According to KPMG’s global cash management survey of 300 chief financial officers and treasurers of global multinational companies this year, cash remains a priority. However, its perceived importance is decreasing as companies outperform their expectations. The report highlighted that improvements have been made with net working capital, but the majority of companies surveyed have no incentive packages linked to cashflow targets for employees.

Linda Zhang, China treasury manager at Honeywell in Shanghai, agrees that companies have performed better than expected in the past year. Cash balances have increased in China, but working capital remains the key managing point within treasury operations for finance teams. And incentive packages are an important tool at Honeywell.

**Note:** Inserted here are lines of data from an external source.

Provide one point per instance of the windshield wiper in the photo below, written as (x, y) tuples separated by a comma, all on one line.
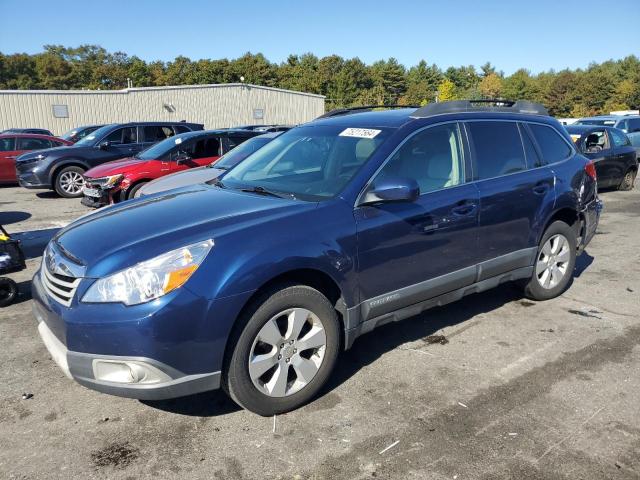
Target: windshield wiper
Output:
[(263, 191)]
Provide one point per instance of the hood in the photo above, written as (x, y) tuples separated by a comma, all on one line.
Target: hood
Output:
[(192, 176), (124, 165), (120, 236), (56, 152)]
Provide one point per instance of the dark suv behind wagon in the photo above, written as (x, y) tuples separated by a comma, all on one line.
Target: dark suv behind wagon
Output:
[(61, 169), (255, 281)]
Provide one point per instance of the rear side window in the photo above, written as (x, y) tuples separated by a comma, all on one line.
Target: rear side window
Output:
[(205, 148), (7, 144), (633, 125), (155, 133), (554, 148), (33, 144), (181, 129), (619, 138), (498, 148), (533, 159), (122, 136)]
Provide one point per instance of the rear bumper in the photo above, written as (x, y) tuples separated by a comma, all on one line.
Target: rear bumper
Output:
[(590, 217), (83, 367)]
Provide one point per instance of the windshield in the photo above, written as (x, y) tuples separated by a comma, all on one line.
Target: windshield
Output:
[(90, 140), (160, 149), (595, 122), (68, 135), (311, 163), (242, 151)]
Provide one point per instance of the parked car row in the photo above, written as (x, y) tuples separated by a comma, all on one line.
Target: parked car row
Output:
[(255, 280)]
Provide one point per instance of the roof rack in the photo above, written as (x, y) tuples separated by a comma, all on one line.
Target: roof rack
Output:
[(366, 108), (487, 105)]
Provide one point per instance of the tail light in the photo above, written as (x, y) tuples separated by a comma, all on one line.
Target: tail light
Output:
[(590, 168)]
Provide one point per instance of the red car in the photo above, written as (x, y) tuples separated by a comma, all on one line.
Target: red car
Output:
[(15, 144), (119, 180)]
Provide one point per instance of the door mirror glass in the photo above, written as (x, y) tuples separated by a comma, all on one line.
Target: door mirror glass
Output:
[(398, 189)]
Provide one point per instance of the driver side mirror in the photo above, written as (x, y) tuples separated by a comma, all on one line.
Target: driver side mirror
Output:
[(181, 158), (396, 189)]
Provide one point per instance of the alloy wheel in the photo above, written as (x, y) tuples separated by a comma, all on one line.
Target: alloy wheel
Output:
[(71, 182), (553, 261), (287, 352)]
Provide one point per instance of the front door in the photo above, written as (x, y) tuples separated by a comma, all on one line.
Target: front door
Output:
[(515, 194), (8, 154), (412, 251), (196, 153)]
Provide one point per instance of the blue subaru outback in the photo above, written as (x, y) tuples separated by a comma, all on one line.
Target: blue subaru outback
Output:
[(255, 282)]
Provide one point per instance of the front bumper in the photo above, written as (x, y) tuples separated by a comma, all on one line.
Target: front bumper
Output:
[(179, 339), (83, 368)]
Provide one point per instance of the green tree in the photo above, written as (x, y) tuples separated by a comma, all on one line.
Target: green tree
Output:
[(447, 91)]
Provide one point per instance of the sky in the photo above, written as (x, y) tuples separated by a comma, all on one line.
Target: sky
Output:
[(535, 34)]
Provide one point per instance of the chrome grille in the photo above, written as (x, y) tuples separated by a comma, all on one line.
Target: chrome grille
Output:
[(60, 287)]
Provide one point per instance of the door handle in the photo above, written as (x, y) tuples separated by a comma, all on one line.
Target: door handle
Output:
[(541, 188), (464, 210)]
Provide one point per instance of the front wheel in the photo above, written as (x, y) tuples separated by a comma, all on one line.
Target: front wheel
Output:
[(69, 182), (285, 351), (555, 261), (628, 180)]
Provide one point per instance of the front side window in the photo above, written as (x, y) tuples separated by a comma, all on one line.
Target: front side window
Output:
[(122, 136), (619, 138), (311, 163), (155, 133), (633, 125), (33, 144), (554, 148), (431, 157), (497, 147), (7, 144), (596, 142)]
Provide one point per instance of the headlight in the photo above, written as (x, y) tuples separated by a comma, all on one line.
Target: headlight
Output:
[(107, 182), (151, 279)]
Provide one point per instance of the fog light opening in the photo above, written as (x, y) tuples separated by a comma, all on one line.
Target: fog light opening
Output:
[(127, 371)]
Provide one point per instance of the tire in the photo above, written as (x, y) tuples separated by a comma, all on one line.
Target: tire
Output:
[(628, 180), (8, 291), (554, 263), (69, 182), (131, 194), (282, 308)]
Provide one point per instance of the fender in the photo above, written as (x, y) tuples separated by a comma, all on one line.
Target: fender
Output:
[(55, 167)]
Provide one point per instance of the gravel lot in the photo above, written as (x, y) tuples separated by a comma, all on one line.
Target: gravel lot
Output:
[(521, 390)]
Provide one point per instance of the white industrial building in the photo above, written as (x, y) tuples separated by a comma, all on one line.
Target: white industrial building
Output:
[(216, 106)]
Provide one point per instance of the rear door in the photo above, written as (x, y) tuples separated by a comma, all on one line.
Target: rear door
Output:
[(516, 190), (196, 153), (597, 146), (151, 134), (8, 154), (122, 142), (411, 251), (624, 156)]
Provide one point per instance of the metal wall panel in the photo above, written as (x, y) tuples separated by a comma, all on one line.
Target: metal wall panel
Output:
[(216, 106)]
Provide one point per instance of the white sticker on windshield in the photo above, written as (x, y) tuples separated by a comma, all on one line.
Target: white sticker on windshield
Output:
[(360, 132)]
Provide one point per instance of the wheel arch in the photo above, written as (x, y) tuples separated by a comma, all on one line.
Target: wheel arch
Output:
[(53, 174), (308, 276)]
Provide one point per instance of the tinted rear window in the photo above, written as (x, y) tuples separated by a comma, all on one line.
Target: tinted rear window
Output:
[(498, 148), (553, 146)]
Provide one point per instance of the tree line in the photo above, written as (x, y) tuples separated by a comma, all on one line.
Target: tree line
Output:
[(598, 88)]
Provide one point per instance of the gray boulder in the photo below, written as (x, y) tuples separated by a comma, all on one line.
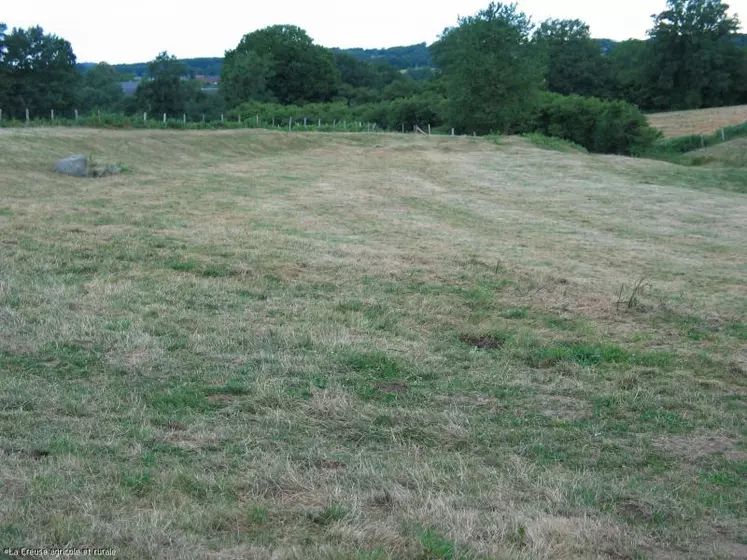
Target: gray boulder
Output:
[(76, 165)]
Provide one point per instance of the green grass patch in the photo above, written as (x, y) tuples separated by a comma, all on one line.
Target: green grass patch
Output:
[(554, 144)]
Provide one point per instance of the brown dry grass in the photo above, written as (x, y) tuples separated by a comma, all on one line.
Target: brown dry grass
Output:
[(701, 121), (251, 345)]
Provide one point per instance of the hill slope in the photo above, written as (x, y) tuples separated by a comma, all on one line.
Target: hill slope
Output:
[(257, 344), (701, 121)]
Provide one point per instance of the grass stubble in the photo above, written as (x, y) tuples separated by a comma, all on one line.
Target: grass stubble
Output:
[(254, 344)]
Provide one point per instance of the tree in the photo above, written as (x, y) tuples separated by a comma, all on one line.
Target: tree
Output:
[(40, 72), (574, 60), (101, 89), (244, 76), (4, 77), (492, 74), (164, 91), (693, 61), (300, 71)]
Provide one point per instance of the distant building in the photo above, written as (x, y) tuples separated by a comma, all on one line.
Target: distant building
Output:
[(208, 80)]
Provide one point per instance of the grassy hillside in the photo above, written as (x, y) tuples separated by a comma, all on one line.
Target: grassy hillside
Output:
[(369, 346), (702, 121), (732, 153)]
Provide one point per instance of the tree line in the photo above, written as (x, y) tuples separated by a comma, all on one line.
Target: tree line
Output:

“Working capital is always an incentive indicator for performance,” said Zhang. She attributes Honeywell’s success in reducing working capital requirements from $40 million to $6 million to a programme focused on end-to-end processes for accounts receivables. Through the same programme, the company also reduced days sales outstanding by almost 50% from 54 days to 28 days, and simultaneously extended payment terms for customers from 60 days to 75 days.

DuPont has a slightly different approach. “Our focus on working capital management in recent years has increased a lot before and after the [global financial] crisis. We have a global supplier finance programme which provides incentives to our customers for early payment,” said Kevin Xuejin Zhang, the firm's China treasury manager.

The US-based chemical company offers active discounts for its account receivables in China. The finance team tailors different offers for each individual customer, offering an attractive discount for early payments. Zhang explained that during the financial crisis, the company was forced to accept banker’s drafts from its customers. This meant that they had to deal with banks directly for accounts receivables and accept a reduced payment figure. Therefore, offering an early payment discount and communicating directly with customers was preferred.

Improving working capital can be achieved in many ways depending on the stage of development at the company. For global beer producer AB Inbev, known for its Budweiser, Stella Artois and Hoegaarden beer brands among others, focusing on accounts payables was vital. Throughout 2009 the company worked on improving communication of cashflow, extending payments terms and educating employees at different levels to meet cashflow targets from sales leaders down to workers at individual breweries.

“As a sales leader, you don’t just sell, but you should keep good sales terms and relationships with major customers. If you are in a factory or a brewery, keeping accurate inventory levels for finished goods and raw materials is very important,” said Lisa Wang, Chinese treasury director at AB Inbev.

There are situations where the customer may always be right. But for companies venturing into China and for Chinese companies themselves, it seems the customer is not king, at least not yet.